Introduction
In many cases, we may encounter datasets that contain multiple levels of indexing for rows and columns. This type of data organization is known as a MultiIndex or hierarchical indexing. While this format can be useful for representing complex data structures, it might not always be the most convenient form for our data analysis and manipulation tasks.
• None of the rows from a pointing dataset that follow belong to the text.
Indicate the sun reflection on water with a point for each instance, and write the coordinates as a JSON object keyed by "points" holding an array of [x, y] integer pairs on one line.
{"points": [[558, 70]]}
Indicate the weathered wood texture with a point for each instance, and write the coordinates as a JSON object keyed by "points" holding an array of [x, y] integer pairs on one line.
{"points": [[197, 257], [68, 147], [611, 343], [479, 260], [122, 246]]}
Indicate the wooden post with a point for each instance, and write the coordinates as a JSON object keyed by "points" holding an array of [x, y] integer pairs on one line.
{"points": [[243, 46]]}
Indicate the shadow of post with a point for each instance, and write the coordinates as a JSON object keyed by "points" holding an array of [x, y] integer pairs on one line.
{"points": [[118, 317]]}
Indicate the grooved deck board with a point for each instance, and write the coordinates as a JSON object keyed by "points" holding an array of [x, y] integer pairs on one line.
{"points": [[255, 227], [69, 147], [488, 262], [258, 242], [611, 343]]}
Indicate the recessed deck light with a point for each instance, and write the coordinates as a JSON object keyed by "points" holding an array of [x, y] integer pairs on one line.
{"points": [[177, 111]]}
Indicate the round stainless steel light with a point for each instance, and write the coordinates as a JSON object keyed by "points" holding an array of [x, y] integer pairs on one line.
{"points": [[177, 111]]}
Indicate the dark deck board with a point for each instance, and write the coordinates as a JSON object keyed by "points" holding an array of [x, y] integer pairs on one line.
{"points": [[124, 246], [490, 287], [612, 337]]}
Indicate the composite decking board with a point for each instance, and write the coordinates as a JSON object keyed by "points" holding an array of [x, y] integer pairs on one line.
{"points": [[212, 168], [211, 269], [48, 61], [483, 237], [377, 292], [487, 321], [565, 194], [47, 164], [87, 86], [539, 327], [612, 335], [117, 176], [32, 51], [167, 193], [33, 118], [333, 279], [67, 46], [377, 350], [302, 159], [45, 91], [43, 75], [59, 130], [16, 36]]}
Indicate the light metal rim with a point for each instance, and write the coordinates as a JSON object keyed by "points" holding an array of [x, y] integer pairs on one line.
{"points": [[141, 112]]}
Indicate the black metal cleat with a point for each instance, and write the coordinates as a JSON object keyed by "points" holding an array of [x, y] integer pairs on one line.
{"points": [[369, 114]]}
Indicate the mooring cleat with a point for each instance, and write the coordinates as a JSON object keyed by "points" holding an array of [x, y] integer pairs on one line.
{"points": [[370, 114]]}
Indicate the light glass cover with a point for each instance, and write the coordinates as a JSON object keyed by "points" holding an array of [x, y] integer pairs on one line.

In this article, we will explore the process of converting a MultiIndex into a single index column in a pandas dataframe.
Case study
Let's consider the following common scenario: we have a pandas dataframe:
import pandas as pd
import random
from random import gauss
filename_list = ['A','B']
df = pd.DataFrame({
'var_1': [gauss(5,2) for i in range(20)],
'var_2': [gauss(10,3) for i in range(20)],
'filename': [random.choice(filename_list) for i in range(20)],
})
print( df )
the code above will generate for example:
var_1 var_2 filename
0 3.870541 10.685929 B
1 10.027259 13.846728 A
2 9.046440 7.206848 A
3 5.741767 4.151375 A
4 9.183560 7.234745 B
5 5.856723 6.072003 B
6 5.650140 4.979813 B
7 2.576061 13.104367 A
8 6.120193 9.167984 A
9 5.505811 13.369287 A
10 2.370323 4.982578 B
11 1.772658 12.527107 B
12 10.333430 10.028926 A
13 5.730522 7.842294 A
14 5.935768 11.954894 B
15 3.379559 12.724001 B
16 5.411406 9.829348 A
17 9.223762 12.071571 B
18 2.572104 13.804577 B
19 5.774546 12.083039 A
and we apply pandas groupby to calculate the mean and standard deviation.
dfg = df.groupby('filename').agg(['mean', 'std'])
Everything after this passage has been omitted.